Maine voters yesterday overwhelmingly rejected a ballot measure, Question 3, proposing a state takeover of its two investor-owned utilities, Central Maine Power and Versant. Public power advocates proposed a new state entity, Pine Tree Power, that would be authorized to issue debt for this utility takeover. Cost estimates for this plan cited in the local press varied from $8-13 billion and could take a decade to implement. The plan essentially would use the principles of eminent domain to establish a fair value for utility assets and then prosecute. We should hasten to add that this has not proven to be a winning strategy very often. Attempting it on a more extensive, statewide platform made the public power advocate’s task even more daunting. For example, the city of Boulder, CO, voted to municipalize its electric utility in 2010 and to abandon the unsuccessful effort in November 2020 after a decade-long fight and spending almost $30 million. They ultimately reached a settlement agreement with the Public Service Company of Colorado about increasing renewables. These are very hard fights for public power advocates to win, especially when lacking the support of the governor and other key state officials, as happened in Maine.

The conventional wisdom regarding Maine will focus on the exorbitant sums spent by its two utilities on lobbying, advertisements, social media etc. The public power advocacy group Our Power, was supposedly outspent by a ratio of 30:1, and the vote was 70% against public power versus 30% in favor. In addition, voters also approved a measure that any new state debt in excess of $1 billion requires voter approval. This also further limits the likelihood of future attempts to take public the privately owned state electric system.

These types of anti-utility movements do not occur in a vacuum. The incumbent utilities had four main criticisms: 1) rates were too high, 2) outage response was too slow, 3) poor customer service, and 4) Central Maine Power’s problem-plagued billing system. As for the fourth allegation, the state’s public utility commission levied a $10 million penalty against the company for deficiencies. But the state utility commission also noted that the state's electric customers faced annual rate increase from 34-49% due mainly to higher natural gas prices. Natural gas drives wholesale electricity prices in New England as it is the boiler fuel for much of the power-generating fleet. For example, residential electric customers of Central Maine Power paid 11.8 cents per kwh in 2022 and 17.6 cents per kwh in 2023, a 49% increase.
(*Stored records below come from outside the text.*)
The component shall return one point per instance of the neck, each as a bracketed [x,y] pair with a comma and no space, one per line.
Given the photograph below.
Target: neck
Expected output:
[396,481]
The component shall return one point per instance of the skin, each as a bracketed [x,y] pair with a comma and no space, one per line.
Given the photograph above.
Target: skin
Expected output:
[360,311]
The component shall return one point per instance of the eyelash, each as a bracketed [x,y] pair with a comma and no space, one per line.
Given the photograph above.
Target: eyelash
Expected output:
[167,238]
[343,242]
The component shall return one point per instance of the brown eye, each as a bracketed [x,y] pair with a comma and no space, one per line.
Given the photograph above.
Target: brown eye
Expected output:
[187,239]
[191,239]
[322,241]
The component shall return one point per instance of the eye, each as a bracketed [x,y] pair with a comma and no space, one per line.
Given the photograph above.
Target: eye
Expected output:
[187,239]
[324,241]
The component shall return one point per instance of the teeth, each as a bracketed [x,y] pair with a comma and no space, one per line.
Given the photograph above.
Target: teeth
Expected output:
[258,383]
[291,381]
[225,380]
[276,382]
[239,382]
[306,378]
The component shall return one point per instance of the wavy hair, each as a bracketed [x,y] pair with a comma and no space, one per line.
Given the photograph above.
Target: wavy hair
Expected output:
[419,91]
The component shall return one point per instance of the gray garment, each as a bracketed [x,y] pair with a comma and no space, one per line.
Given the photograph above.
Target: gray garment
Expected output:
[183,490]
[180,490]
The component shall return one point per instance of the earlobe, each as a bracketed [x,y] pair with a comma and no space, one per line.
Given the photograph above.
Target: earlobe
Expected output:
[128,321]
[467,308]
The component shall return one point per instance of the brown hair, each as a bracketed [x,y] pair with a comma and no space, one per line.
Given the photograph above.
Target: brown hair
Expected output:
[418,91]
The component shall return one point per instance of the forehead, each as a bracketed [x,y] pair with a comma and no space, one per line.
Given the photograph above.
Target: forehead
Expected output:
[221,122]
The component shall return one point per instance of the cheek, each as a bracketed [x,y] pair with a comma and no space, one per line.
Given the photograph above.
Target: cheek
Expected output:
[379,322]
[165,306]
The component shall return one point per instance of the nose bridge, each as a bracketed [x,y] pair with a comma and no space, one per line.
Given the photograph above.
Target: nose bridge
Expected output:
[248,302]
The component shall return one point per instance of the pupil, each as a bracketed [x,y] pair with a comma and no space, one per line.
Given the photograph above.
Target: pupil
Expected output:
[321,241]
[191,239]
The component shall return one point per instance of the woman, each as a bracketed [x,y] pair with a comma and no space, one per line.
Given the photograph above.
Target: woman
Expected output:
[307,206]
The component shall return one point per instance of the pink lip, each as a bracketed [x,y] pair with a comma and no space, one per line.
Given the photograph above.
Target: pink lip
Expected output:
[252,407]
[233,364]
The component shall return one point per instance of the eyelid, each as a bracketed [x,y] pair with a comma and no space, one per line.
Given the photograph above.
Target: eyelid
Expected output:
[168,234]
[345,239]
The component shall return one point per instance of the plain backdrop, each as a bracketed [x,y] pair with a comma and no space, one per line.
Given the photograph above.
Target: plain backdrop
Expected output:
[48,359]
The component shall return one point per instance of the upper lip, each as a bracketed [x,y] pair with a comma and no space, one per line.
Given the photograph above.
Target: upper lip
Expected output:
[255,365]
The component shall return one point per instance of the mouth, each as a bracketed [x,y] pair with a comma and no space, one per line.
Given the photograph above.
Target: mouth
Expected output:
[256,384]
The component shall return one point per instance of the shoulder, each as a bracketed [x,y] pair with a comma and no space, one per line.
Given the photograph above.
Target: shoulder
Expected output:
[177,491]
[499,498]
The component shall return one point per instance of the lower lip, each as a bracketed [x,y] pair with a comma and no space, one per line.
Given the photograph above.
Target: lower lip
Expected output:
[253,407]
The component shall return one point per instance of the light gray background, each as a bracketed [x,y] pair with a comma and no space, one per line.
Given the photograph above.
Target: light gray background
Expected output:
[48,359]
Versant’s two operating utilities, the former Bangor-Hydro and Maine Public Service experienced residential rate increases of 34% and 41%, respectively.

This explains why the issue could gain enough traction to be taken to the voters.

We guess that Maine’s voters made the right decision. If the state eventually took over its investor-owned utilities at a generous price, utility shareholders would benefit, while the state’s taxpayers would be responsible for the billions in new debt to accomplish this ownership transfer. Depending on the price ultimately paid, it’s not clear whether the new state public power entity could have meaningfully lowered residential electric rates. A new state public power entity might be more responsive to the public’s concerns, but if rising natural gas prices and New England’s gas-heavy electric generation mix are the real problem, then questions of public vs private ownership, while symbolic, are largely irrelevant.

As we’ve noted previously, there is one odd thing about the electricity business. Although its product is essential for modern existence, very few customers care that much about how it's produced (assuming it’s environmentally benign) or who sells it. Electricity is a commodity, and there is no brand loyalty. This is an industry ripe for disruption, as 30% of Maine voters indicated. But why spend billions buying old, legacy utility assets when the state can pay far less providing cheaper renewable power as it's been doing?